Damien's head snapped up. His eyes, usually cold and distant, were now blazing with a predatory intensity. He slammed his hand down over the document, the sound echoing like a gunshot.

"What are you looking at?" he snarled, his voice dropping to a lethal whisper.

I recoiled, clutching my folder to my chest. "Nothing, sir. I just—"

"Get out," he ordered, the command vibrating in the air. "And if you value your position—if you value your breath—you will keep your eyes on your own work."

I turned and fled, my heart hammering against my ribs like a trapped bird. I had seen the beast's wound, and he had nearly bitten my head off for it.

I retreated to the safety of the PR department, trying to steady my shaking hands. But the reprieve was short-lived.

A shadow fell over my desk. I looked up to see Cortez Riggs standing there. He was Damien's shadow, a man who moved with the silent lethality of a viper. He was the Enforcer, the one who buried the bodies Damien made.

"Miss Preston," Cortez said, his voice devoid of inflection. He dropped a seating chart onto my desk. "The Don expects a flawless event tonight. Seating reflects hierarchy. Do not make a mistake."

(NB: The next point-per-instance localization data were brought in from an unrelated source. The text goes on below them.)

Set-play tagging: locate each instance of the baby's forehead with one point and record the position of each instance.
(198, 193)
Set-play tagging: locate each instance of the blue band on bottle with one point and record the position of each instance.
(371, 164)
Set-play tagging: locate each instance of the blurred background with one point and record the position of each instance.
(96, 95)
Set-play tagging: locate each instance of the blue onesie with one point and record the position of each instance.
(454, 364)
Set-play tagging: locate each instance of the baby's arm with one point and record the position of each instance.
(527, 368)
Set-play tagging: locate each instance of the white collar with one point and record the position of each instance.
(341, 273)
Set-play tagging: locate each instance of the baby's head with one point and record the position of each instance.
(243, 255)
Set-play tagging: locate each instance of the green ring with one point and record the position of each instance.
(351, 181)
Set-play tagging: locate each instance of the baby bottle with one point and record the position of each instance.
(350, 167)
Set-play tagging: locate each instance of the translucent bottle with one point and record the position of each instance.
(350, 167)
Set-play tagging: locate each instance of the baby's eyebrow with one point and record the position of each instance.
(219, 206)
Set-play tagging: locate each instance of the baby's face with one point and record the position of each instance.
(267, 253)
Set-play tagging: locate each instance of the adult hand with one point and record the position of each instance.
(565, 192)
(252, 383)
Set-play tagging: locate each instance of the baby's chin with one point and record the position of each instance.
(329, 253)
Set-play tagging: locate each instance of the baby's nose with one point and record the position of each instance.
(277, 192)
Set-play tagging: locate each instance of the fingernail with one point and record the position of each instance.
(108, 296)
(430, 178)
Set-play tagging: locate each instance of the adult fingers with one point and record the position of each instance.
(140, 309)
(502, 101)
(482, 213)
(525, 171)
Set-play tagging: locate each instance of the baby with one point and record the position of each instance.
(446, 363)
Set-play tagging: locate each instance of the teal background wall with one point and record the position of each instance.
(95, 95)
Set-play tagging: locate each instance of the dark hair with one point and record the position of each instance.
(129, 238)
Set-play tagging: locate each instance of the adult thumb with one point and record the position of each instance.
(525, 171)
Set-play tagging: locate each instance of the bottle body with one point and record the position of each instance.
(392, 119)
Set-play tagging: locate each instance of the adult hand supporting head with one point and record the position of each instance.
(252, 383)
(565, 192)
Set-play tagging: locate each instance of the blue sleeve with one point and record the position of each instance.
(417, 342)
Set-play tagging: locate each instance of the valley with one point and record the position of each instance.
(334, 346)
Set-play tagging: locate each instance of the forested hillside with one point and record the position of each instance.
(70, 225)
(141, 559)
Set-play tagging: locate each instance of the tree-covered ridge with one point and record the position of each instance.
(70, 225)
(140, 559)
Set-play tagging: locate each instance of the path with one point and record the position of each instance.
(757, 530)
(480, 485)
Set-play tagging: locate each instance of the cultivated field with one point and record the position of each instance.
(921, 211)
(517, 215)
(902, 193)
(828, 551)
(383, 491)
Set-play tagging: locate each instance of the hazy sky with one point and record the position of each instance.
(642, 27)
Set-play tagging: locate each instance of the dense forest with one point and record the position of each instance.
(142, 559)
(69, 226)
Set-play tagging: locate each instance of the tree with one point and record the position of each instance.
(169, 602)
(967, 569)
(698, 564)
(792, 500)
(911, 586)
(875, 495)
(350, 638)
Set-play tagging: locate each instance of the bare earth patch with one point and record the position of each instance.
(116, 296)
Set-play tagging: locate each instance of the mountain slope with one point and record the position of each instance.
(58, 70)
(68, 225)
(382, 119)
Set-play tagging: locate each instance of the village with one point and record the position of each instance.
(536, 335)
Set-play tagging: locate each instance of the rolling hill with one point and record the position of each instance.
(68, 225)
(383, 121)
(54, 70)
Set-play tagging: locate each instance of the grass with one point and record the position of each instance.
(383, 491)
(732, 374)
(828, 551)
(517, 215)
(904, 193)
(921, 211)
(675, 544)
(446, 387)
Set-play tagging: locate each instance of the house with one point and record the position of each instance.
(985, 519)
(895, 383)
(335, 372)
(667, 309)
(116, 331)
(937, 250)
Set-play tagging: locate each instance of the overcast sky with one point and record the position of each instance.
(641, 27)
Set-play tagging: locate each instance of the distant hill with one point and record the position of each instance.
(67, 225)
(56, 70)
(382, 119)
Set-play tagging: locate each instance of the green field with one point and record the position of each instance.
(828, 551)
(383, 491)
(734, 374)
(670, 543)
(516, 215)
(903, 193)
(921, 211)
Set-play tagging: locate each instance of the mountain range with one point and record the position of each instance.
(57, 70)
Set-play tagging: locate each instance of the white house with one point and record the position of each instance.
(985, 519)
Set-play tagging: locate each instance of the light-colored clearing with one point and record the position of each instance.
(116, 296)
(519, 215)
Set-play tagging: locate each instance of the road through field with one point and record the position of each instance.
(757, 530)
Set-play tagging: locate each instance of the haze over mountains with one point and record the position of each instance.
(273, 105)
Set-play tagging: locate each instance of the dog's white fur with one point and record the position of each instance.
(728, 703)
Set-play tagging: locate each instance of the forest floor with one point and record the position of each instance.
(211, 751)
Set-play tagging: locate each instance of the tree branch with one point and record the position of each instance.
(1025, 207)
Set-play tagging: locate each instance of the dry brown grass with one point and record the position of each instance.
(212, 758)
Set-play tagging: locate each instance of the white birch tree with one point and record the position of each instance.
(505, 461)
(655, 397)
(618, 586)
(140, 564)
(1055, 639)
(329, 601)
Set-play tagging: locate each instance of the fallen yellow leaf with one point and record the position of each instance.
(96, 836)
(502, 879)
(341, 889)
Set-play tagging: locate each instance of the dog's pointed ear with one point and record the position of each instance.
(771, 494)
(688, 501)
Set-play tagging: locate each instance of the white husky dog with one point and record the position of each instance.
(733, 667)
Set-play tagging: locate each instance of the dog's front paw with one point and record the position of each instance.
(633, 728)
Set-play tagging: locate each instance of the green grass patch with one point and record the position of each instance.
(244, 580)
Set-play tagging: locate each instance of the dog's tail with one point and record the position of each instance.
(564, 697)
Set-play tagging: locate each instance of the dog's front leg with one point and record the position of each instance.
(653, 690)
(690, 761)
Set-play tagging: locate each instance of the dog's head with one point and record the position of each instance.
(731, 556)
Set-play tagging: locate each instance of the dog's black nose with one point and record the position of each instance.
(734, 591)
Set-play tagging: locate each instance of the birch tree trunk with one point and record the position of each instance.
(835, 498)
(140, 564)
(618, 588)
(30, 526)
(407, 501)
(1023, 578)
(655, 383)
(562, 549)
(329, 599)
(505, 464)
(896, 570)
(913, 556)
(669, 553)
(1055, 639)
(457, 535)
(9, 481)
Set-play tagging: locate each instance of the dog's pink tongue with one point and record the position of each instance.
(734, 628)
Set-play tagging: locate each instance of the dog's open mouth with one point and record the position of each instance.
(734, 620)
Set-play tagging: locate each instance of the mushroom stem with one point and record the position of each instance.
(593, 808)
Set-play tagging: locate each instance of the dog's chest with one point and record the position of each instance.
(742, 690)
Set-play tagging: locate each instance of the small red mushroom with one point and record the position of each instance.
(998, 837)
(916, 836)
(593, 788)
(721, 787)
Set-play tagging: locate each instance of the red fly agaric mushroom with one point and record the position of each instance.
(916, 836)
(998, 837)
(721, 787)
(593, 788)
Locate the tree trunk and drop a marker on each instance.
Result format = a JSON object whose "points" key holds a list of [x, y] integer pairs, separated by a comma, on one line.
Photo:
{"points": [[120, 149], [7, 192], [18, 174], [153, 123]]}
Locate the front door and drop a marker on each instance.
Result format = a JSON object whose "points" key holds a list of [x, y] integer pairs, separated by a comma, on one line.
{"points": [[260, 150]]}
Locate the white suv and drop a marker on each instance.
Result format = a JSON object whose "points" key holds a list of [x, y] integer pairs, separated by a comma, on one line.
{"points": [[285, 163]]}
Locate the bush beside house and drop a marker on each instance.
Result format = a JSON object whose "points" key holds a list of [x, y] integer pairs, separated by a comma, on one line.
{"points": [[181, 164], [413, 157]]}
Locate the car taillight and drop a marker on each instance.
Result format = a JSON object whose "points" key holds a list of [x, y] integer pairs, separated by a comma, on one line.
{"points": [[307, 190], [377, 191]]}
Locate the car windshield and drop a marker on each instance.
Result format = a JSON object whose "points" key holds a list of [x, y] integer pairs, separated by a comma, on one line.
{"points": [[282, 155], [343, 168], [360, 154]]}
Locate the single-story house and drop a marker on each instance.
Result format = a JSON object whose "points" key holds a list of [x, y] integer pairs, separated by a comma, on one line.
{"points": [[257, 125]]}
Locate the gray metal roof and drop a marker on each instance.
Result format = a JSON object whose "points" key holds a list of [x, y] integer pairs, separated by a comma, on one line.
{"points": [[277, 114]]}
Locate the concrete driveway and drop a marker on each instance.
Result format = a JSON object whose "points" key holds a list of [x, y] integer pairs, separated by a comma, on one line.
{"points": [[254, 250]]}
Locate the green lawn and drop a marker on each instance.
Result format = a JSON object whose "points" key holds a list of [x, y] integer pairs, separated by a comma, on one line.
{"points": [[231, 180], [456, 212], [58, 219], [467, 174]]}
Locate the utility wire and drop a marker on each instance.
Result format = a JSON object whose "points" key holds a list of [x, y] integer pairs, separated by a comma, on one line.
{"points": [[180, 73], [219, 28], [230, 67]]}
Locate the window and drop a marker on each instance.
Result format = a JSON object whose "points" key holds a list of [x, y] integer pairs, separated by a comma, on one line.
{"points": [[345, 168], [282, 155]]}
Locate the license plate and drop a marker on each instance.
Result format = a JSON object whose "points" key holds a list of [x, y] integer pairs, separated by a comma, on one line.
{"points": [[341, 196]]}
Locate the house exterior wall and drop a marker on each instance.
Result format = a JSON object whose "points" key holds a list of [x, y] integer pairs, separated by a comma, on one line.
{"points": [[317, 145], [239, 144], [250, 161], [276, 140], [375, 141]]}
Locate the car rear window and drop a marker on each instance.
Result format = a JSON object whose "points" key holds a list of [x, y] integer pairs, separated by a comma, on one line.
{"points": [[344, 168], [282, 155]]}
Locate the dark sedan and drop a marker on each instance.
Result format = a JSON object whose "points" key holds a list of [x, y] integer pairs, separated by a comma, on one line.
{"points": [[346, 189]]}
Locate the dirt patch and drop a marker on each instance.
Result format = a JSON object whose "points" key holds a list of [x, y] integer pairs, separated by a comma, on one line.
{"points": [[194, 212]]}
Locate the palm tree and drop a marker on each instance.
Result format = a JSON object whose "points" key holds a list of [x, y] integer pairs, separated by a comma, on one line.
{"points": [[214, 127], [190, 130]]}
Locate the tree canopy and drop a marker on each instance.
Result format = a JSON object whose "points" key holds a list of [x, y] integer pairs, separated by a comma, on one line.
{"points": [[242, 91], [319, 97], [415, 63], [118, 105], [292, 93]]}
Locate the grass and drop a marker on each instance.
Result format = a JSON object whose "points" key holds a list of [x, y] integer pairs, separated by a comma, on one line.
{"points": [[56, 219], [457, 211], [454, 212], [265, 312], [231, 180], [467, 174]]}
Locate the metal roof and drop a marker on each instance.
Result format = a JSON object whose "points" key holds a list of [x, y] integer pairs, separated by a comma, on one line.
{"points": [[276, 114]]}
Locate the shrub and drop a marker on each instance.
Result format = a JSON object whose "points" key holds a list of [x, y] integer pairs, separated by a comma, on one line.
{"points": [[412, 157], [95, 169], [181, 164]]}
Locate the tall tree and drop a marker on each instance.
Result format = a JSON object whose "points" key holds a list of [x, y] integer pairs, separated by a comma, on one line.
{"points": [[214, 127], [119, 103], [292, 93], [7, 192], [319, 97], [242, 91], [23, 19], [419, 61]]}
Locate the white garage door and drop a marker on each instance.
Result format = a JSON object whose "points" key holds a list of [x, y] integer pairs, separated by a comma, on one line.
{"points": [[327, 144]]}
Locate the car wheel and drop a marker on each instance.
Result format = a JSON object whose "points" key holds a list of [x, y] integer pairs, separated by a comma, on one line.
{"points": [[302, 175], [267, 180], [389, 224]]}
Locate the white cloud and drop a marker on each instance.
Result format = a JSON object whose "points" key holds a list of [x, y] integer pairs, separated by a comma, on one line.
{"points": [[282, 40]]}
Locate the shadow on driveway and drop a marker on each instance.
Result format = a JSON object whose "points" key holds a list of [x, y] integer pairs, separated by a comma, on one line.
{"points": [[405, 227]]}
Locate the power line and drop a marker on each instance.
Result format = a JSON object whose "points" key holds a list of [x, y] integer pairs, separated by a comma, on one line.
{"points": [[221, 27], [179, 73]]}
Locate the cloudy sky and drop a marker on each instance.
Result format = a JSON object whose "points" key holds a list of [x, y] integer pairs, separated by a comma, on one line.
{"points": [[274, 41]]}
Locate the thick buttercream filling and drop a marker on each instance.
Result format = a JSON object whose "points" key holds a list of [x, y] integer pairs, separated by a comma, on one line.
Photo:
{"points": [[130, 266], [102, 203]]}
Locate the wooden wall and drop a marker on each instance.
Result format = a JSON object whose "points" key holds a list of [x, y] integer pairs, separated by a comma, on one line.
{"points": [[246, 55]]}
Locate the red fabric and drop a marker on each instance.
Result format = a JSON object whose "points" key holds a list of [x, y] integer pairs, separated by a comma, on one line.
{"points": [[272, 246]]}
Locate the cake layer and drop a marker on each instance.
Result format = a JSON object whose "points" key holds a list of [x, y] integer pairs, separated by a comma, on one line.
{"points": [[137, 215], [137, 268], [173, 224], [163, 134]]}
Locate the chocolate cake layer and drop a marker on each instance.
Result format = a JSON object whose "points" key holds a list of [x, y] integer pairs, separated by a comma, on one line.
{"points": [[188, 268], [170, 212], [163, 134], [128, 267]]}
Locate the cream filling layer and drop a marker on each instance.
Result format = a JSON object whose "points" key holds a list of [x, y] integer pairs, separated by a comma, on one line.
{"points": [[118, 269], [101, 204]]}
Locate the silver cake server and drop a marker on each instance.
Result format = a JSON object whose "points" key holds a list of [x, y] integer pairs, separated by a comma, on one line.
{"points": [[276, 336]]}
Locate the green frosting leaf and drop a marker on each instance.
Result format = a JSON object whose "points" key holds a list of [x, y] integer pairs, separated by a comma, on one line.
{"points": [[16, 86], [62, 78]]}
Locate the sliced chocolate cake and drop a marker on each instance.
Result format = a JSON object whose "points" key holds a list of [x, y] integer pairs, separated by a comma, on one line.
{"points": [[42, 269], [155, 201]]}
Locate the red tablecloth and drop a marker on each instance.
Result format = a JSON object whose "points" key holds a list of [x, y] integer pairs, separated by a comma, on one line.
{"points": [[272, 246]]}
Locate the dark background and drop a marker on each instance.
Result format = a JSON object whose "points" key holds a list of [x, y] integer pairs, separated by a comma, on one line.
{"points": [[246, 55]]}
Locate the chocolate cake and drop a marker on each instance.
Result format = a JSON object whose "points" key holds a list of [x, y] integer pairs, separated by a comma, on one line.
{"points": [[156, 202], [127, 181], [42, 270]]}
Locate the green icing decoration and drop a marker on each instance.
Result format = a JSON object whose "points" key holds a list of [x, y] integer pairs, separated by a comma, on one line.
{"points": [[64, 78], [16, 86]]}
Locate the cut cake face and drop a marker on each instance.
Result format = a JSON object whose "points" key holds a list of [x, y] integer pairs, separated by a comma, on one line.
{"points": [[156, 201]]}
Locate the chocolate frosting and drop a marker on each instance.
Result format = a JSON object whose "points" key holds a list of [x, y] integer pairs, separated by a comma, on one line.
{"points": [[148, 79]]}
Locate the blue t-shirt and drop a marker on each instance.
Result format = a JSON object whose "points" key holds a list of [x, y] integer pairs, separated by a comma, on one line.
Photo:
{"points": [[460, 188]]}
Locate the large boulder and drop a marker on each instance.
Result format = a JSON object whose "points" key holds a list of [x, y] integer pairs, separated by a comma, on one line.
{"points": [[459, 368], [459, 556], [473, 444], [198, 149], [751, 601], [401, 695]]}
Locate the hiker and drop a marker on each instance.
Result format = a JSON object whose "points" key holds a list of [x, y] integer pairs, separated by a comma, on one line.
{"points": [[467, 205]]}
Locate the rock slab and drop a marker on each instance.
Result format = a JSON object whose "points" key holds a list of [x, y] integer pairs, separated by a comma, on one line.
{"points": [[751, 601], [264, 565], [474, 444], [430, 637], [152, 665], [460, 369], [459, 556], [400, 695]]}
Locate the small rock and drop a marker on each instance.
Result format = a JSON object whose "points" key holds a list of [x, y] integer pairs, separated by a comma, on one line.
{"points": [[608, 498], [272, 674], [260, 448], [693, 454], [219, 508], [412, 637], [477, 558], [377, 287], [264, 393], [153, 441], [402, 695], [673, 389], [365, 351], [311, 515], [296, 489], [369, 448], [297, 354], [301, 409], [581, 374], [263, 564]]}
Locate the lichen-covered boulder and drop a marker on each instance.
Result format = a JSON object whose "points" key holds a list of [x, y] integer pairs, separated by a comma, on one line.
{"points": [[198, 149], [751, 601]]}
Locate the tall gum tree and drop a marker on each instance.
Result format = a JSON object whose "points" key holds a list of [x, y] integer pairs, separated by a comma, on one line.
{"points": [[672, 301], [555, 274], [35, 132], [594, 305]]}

He tapped a manicured finger on a specific name on the guest list: Katerina Webb.

"Handle this," he said, and then he was gone.

I stared at the name, panic rising in my throat. Katerina Webb, the actress. The woman the tabloids claimed was Damien's mistress.

My mind raced back to the document on Damien's desk. Petition for Annulment.

If he was divorcing his wife, then Katerina's presence at the gala was a statement. But if I seated her at the head table, it would be a public slap in the face to the invisible wife he was erasing. It felt cruel. It felt wrong.

I bit my lip, staring at the empty circles on the chart. I had to make a choice. A choice that could cost me my job, or worse. I picked up my pen, my hand hovering over the head table, and then moved it to the VIP section—prestigious, but not beside the Don.

I would protect the dignity of the unknown wife, even if her husband wouldn't. I had no idea that by trying to save a stranger, I was digging my own grave.